Ensuite seulement il se retourna et menaça son soufflé à la courge du regard. Était-il d'un beau orange ? Était-il suffisamment gonflé ? Oui. Mais ce n'était pas ce qui ferait sourire Fane. Presque simultanément la porte s'ouvrit, il entendit distinctement Steve grogner contre la taille de l'aquarium qu'il trimballait. Fane passa devant la cuisine sans lui jeter un oeil, silencieux comme un triste fantôme. Il serrait contre lui un grand sachet en plastique rempli d'eau et de plusieurs poissons colorés. Il monta les escaliers pour se réfugier dans sa chambre.
Quand il était revenu de sa dernière séance chez le psy il avait voulu un aquarium. Un très grand aquarium. Et quand Steve avait répondu « Non. », quand Marian avait précisé que c'était une dépense trop grosse à moins d'être un cadeau d'anniversaire, il avait marmonné en fixant le sol, énervé d'être si pitoyable.

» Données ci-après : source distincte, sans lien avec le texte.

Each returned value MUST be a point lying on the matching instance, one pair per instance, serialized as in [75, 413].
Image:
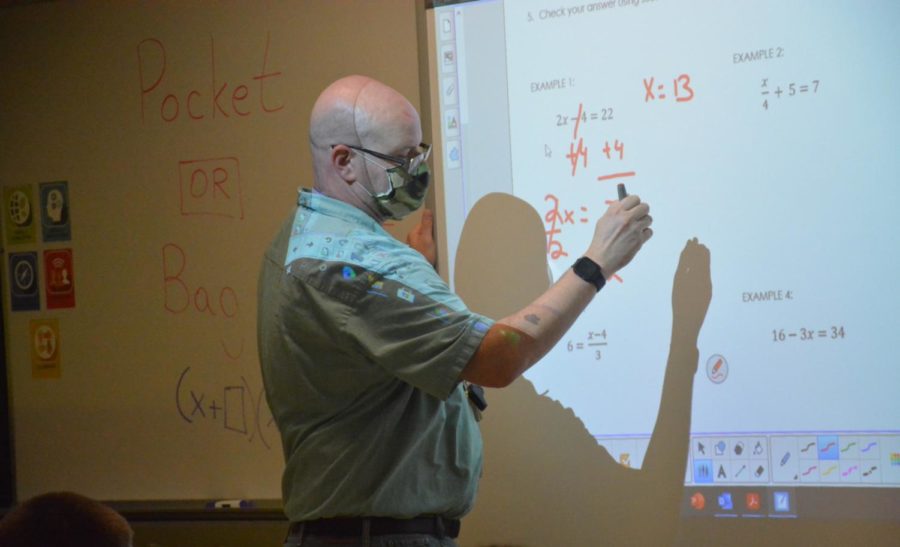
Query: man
[64, 519]
[366, 354]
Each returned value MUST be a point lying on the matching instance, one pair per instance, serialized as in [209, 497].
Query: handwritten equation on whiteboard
[202, 85]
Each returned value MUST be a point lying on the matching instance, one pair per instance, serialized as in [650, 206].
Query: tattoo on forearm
[550, 309]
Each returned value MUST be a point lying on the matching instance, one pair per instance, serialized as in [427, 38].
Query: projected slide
[768, 130]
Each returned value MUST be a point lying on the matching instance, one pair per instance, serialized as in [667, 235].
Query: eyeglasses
[410, 164]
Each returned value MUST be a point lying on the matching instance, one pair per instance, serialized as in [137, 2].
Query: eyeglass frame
[401, 161]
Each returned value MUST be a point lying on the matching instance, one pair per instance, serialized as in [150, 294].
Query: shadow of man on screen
[546, 480]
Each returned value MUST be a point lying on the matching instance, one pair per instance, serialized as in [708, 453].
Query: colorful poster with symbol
[19, 217]
[55, 211]
[59, 279]
[23, 282]
[45, 356]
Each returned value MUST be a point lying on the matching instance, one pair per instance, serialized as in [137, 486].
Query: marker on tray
[229, 504]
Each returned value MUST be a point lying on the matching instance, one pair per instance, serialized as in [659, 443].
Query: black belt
[378, 526]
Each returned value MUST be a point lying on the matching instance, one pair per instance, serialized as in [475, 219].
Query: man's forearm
[520, 340]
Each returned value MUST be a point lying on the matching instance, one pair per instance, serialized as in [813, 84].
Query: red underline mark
[617, 175]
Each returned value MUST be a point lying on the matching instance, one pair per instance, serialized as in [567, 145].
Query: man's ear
[341, 157]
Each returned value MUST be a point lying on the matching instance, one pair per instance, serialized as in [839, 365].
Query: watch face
[588, 270]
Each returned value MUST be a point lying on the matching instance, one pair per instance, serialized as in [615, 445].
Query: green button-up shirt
[361, 346]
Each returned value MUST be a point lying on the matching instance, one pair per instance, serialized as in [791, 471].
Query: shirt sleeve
[417, 329]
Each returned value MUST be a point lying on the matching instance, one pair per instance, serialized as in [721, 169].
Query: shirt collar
[319, 202]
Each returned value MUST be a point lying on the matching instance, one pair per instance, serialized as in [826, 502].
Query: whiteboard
[180, 132]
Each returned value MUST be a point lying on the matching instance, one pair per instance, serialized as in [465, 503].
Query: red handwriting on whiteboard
[614, 153]
[581, 152]
[211, 187]
[681, 88]
[210, 98]
[556, 218]
[178, 296]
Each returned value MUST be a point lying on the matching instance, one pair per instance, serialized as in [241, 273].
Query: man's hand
[619, 234]
[421, 238]
[691, 291]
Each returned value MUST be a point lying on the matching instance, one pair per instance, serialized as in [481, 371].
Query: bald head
[358, 111]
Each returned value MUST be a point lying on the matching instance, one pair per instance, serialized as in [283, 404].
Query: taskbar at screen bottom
[775, 502]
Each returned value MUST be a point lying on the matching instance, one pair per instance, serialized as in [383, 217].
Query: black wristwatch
[587, 269]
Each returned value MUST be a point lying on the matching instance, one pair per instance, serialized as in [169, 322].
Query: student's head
[64, 519]
[353, 122]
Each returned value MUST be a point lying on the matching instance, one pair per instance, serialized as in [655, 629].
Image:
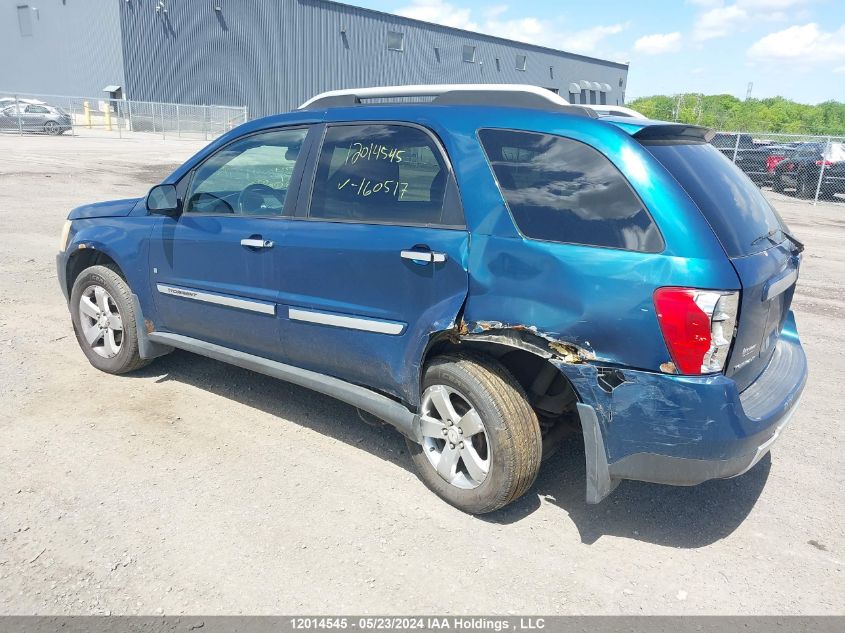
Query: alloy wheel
[455, 440]
[102, 325]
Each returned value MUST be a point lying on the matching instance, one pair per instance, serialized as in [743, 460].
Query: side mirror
[163, 200]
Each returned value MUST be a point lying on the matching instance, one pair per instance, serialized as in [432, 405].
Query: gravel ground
[195, 487]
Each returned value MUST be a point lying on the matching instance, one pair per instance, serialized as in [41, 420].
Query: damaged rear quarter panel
[596, 299]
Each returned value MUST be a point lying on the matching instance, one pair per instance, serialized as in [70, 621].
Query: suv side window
[250, 176]
[561, 190]
[381, 173]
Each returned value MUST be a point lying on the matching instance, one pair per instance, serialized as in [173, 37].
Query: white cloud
[533, 30]
[658, 43]
[719, 19]
[803, 44]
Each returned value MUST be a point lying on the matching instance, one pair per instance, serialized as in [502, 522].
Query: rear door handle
[424, 256]
[252, 242]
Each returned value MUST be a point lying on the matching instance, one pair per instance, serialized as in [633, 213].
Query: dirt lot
[195, 487]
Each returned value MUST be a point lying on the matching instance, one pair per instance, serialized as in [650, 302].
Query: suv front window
[249, 177]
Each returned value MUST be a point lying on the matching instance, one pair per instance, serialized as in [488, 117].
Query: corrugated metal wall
[73, 48]
[271, 55]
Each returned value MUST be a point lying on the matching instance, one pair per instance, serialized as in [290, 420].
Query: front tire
[103, 317]
[482, 445]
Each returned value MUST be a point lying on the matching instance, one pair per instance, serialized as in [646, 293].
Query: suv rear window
[733, 205]
[561, 190]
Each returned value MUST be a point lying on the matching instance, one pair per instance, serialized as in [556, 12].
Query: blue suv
[485, 271]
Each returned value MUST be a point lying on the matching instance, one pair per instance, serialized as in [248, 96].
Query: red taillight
[698, 327]
[772, 162]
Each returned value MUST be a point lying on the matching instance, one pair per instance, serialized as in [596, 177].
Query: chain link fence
[803, 168]
[98, 117]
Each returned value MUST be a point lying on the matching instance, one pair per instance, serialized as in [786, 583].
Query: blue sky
[792, 48]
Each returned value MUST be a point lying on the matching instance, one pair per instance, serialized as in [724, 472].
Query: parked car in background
[478, 276]
[756, 158]
[7, 101]
[34, 117]
[806, 165]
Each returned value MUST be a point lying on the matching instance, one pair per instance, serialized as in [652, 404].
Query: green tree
[726, 112]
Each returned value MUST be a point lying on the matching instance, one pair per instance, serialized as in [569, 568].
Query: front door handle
[252, 242]
[424, 257]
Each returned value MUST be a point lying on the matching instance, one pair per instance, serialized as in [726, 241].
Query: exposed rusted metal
[525, 337]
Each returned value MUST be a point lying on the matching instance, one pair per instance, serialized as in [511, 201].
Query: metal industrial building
[269, 55]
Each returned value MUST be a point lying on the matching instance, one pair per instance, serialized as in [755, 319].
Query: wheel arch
[525, 355]
[85, 256]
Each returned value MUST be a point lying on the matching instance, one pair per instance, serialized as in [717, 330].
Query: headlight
[65, 236]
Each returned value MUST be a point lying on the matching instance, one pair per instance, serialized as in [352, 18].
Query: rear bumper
[685, 430]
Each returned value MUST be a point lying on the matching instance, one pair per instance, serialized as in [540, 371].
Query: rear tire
[473, 405]
[103, 317]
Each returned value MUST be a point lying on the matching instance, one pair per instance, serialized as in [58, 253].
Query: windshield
[741, 217]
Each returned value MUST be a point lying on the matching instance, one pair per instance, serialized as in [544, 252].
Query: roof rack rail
[509, 95]
[614, 110]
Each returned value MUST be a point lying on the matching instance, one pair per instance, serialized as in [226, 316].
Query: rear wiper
[799, 246]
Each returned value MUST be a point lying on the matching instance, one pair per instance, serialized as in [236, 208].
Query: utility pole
[679, 103]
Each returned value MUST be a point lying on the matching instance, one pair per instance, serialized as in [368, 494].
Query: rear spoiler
[674, 133]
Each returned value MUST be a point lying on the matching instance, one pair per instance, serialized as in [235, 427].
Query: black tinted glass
[561, 190]
[380, 173]
[733, 205]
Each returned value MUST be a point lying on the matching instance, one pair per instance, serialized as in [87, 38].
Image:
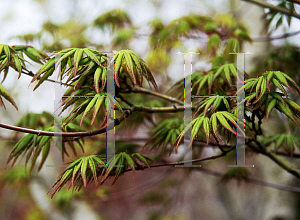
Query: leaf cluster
[83, 170]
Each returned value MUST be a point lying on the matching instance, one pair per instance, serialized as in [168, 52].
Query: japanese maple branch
[68, 134]
[146, 91]
[273, 8]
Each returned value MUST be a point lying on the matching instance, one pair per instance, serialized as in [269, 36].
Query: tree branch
[273, 8]
[146, 91]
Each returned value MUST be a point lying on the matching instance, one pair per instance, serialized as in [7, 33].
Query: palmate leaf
[212, 104]
[32, 53]
[80, 171]
[165, 133]
[83, 170]
[135, 67]
[4, 93]
[80, 61]
[31, 145]
[92, 101]
[210, 125]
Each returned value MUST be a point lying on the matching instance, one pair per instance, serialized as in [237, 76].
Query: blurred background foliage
[213, 35]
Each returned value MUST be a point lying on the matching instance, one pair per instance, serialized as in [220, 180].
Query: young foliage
[82, 170]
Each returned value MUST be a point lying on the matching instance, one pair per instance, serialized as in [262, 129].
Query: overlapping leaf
[212, 104]
[85, 105]
[80, 171]
[211, 126]
[80, 61]
[135, 68]
[32, 146]
[166, 132]
[83, 170]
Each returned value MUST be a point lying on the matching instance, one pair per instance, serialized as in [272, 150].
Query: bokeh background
[161, 193]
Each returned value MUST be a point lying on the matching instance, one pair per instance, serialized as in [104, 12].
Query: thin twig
[273, 8]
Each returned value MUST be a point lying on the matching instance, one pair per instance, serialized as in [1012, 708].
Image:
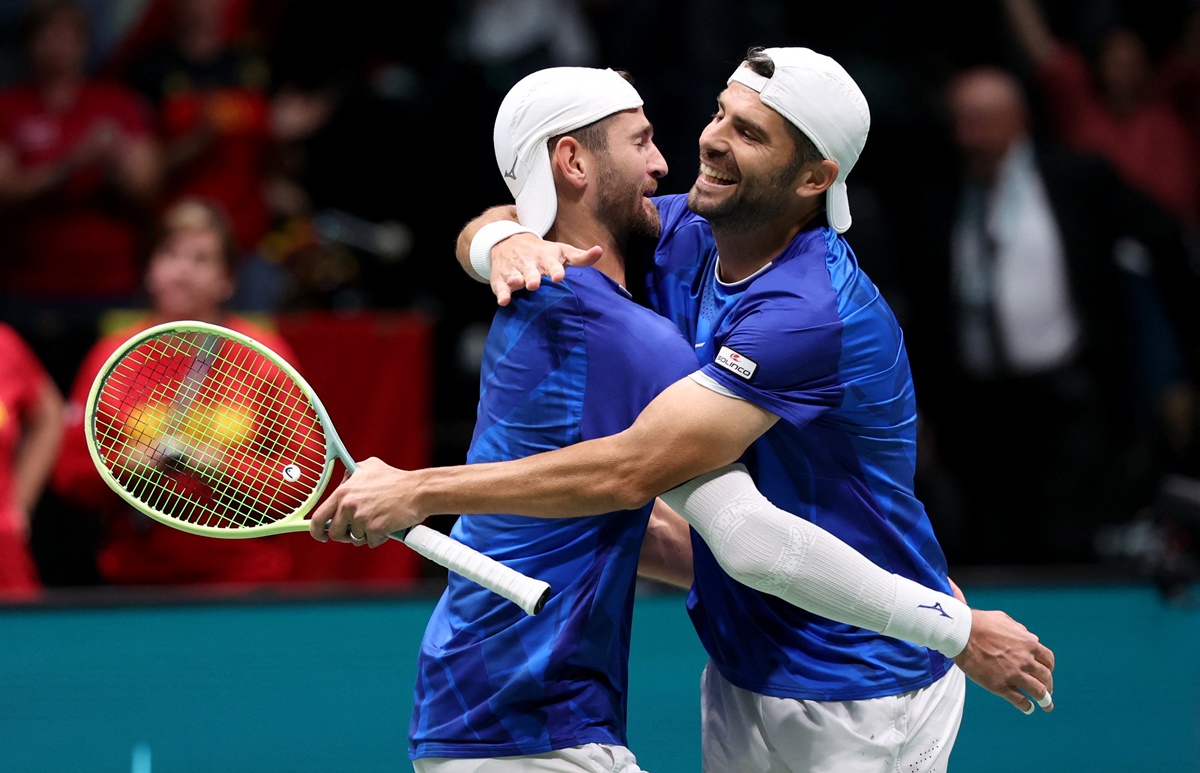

- Vous pouvez faire ça à la place d'essayer de m'organiser une fête. Ce serait plus facile pour tout le monde.
Posant avec précautions ses poissons en sachet sur son bureau, il eut une pensée navrée pour ses parents. Il ne devait pas être... le soleil de leur vie en ce moment. Il effleura du bout du doigt la surface de plastique, faisant fuir la friture. Voilà, et à partir de maintenant, ses bois avaient jusqu'à ses dix-huit ans pour pousser. Pas plus, parce que les amis qu'il venait de s'acheter n'avaient que trois ans d'espérance de vie.